Referral fees may be paid to arm’s length persons in connection with the issuance of Units. Other than the subscription agreement, no other offering documents will be provided to existing securityholders or other persons connected with the financing. The subscription contract is available on the Company’s website https://www.silverbulletmines.com/technical-corporatedocuments. The Financing is subject to regulatory approval.
For more information, please contact:
Silver Bullet Mines Corp., CEO
+1 (905) 302-3843
Pierre M. Clausi
Silver Bullet Mines Corp., Vice President of Capital Markets
+1 (416) 890-1232
Cautionary and forward-looking statements
This press release contains certain statements that constitute forward-looking statements with respect to SBMI and its subsidiaries. Forward-looking statements are not historical facts, but represent management’s current expectations regarding future events, and can be identified by words such as “believe”, “expect”, “will”, “have the ‘intend to’, ‘plan’, ‘projects’, ‘anticipate’, ‘estimate’, ‘continue’ and similar expressions. Although management believes that the expectations expressed in these forward-looking statements are reasonable, there can be no assurance that they will prove to be correct.
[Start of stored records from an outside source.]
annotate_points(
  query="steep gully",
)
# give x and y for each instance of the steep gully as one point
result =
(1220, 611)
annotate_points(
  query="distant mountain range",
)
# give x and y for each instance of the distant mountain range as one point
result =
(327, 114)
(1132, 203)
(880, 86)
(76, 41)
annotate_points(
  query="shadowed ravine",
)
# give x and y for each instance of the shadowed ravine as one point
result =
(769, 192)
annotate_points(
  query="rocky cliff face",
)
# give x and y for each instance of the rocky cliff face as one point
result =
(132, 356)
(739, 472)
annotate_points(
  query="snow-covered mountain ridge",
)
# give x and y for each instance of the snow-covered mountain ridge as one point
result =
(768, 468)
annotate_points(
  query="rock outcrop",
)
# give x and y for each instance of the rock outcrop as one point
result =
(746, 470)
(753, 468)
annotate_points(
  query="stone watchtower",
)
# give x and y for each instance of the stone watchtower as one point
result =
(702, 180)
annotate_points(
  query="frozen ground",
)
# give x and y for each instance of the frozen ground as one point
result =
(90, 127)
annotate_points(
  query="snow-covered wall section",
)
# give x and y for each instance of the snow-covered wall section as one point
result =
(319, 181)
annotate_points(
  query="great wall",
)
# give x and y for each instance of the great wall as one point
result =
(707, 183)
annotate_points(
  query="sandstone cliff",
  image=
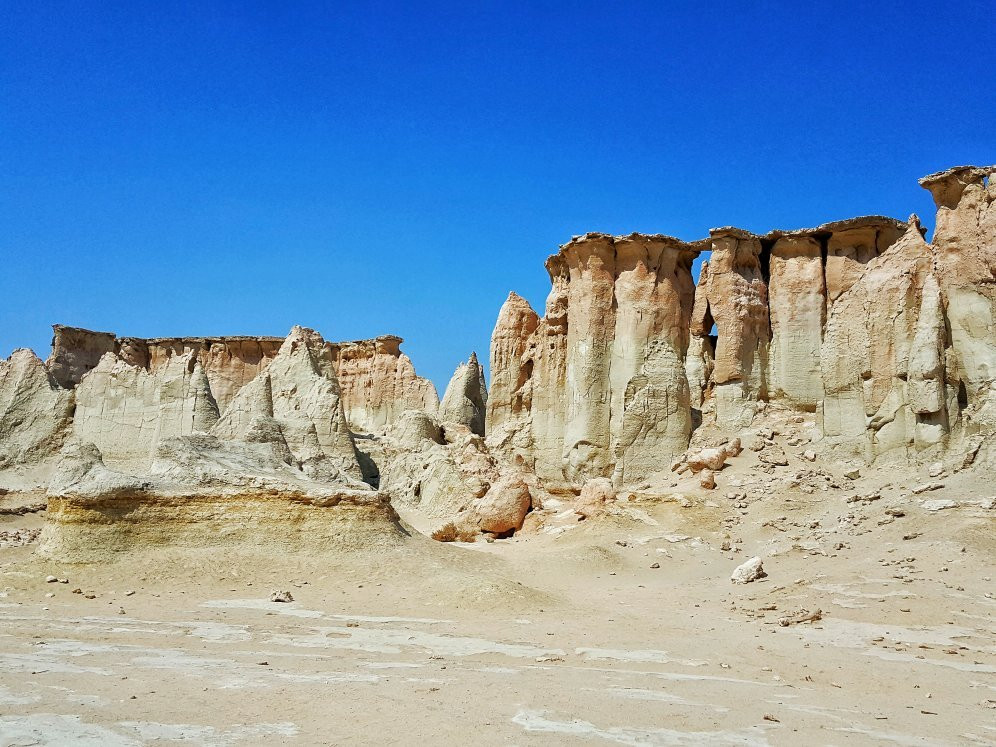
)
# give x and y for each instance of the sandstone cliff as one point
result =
(466, 397)
(888, 340)
(378, 383)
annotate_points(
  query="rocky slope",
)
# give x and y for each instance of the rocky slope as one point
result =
(637, 380)
(887, 340)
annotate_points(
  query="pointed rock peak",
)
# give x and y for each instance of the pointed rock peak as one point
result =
(466, 396)
(947, 186)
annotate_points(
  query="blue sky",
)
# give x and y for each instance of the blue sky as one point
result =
(371, 168)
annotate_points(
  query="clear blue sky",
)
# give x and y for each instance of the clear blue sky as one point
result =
(239, 167)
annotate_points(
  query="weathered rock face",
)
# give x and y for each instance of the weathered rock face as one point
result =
(437, 468)
(205, 493)
(798, 301)
(735, 299)
(890, 341)
(378, 383)
(511, 387)
(597, 386)
(126, 410)
(965, 241)
(76, 351)
(35, 412)
(228, 362)
(301, 393)
(466, 397)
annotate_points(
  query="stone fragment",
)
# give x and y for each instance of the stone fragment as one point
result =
(749, 571)
(465, 400)
(596, 494)
(939, 504)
By their nature, forward-looking statements involve assumptions and are subject to inherent risks and uncertainties that could cause actual future results, conditions, actions or events to differ materially from those contained in the forward-looking statements. If and when forward-looking statements are set forth in this new release, SBMI will also disclose the material risk factors or assumptions used in making the forward-looking statements. Except as expressly required by applicable securities laws, SBMI undertakes no obligation to update or revise any forward-looking statements. Future results related to forward-looking statements may be influenced by many factors, including, but not limited to: the impact of SARS CoV-2 or any other global virus; reliance on key personnel; the rigor of its QA/QA procedures; the continuity of the global supply chain for materials that SBMI will use in the production and processing of ore; shareholder and regulatory approvals; activities and attitudes of local communities at the location of SBMI properties; the risks of future legal proceedings; income tax matters; fires, floods and other natural phenomena; inflation rate; funding availability and terms; distribution of securities; commodity prices; currency movements, particularly between the USD and the CDN; effect of market interest rates on the price of securities; and, potential dilution. SARS CoV-2 and other potential global viruses create risks that, at this time, are immeasurable and impossible to define.